第2章 薬研藤四郎
パレードが終了すると、二人は朝予約券を取ったアトラクションまで戻ってきた。薬研は渡された予約券を不思議そうに見ながら審神者に問う。
「なぁ姉貴、これがあると何か違うのか?」
「この予約券があると待ち時間が少なくなるの」
「へぇ、すごいなこれ。何にでも使えるのか?」
「特定のアトラクションにしか使えません」
「じゃあこれは今から乗るの専用ってことか」
「ご名答。これのおかげで100分待ちが10分かからずに乗れるの」
入口の係員に見せると別の通路を案内される。そのまま進むと中程にまた係員がいて、予約券を渡す。そこから中は、なるほど10分もかからずに順番が回ってきた。

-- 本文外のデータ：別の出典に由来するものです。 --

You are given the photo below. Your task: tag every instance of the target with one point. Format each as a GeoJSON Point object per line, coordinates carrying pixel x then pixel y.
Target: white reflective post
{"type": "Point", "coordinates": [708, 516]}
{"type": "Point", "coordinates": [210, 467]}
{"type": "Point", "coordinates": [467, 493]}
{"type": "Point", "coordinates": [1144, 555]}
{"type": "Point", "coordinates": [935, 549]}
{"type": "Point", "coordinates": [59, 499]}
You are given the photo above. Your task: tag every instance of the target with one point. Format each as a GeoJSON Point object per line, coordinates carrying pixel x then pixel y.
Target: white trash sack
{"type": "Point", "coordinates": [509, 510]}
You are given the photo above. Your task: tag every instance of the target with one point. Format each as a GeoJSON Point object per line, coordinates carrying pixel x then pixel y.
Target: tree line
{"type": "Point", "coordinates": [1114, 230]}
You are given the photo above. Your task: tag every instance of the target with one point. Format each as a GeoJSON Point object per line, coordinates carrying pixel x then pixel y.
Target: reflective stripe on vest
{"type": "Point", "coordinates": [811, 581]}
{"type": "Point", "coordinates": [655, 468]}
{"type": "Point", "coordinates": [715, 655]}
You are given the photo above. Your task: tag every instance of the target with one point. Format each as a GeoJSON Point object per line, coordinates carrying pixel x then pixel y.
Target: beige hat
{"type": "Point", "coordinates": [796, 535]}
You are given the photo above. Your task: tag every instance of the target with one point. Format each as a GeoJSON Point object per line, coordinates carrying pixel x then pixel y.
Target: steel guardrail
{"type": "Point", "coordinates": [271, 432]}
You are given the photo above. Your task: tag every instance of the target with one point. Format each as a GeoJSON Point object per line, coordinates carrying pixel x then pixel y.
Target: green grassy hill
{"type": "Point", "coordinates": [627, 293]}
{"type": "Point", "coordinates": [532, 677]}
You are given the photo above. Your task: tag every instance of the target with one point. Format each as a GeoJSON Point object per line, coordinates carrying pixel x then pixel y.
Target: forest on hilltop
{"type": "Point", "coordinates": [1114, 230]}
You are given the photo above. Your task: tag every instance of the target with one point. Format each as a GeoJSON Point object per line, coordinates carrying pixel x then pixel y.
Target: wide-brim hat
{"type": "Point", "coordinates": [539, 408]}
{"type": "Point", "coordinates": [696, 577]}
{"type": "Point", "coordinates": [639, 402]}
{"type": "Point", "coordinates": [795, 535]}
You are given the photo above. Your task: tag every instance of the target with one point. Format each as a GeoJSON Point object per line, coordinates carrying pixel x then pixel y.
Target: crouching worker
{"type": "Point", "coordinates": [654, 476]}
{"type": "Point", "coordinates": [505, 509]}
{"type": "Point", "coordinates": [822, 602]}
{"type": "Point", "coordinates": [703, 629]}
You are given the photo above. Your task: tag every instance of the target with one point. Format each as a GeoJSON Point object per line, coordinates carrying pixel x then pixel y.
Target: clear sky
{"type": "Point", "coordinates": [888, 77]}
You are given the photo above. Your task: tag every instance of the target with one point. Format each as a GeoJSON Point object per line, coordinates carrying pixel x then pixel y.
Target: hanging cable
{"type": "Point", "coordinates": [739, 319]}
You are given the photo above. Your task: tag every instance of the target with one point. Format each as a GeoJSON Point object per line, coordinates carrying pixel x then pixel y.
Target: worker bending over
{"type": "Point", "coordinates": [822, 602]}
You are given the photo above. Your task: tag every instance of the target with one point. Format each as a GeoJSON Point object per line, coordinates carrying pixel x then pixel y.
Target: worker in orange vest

「この電灯で出てくる物の怪の被ってる帽子に付いてる紋を照らすの。沢山照らした方が勝ちっていうゲームよ」
「なら姉貴には絶対負けらんねーな」
「毎週のように通ってた人間をなめてもらっちゃ困る」
「索敵だったら負けねーぜ?」
「こちとらどこに何がいるか暗記済みよ」
ゴンドラに乗りライトを手に取るとお互いに顔を見合わせる。二人共不敵な笑顔を見せると、正面を見据えた。
「「勝負だ‼︎」」
「いやー、さすが薬研索敵と機動ハンパないわ」
「姉貴だって全部暗記済みなだけあったぜ」
お互いの健闘を称えあう姿がそこにはあった。チュロスをかじりながらベンチに座る二人には、充実感が溢れていた。元々このアトラクションは勝負をするようなアトラクションではない。が、そこにはあえて気づかないふりをして充実感を楽しんでいた。
「さてと、それじゃそろそろ抽選しに行こうか」
「抽選って何をだ?」
「夜のパレードの他に夜しかやらないショーがあるのよ。抽選に当たると特等席で見ることができるの」
「へぇ、そんなのもあるんだな。抽選は今から始まるのか?」
「開園してからずっとやってるけどね、当たりやすい時間帯ってのがあるのよ」
「……姉貴今すげー悪い顔してっぞ」
ま、気にするなと薬研の肩を叩きながら審神者は立ち上がる。続いて薬研も立ち上がると、二人並んで抽選会場へと向かった。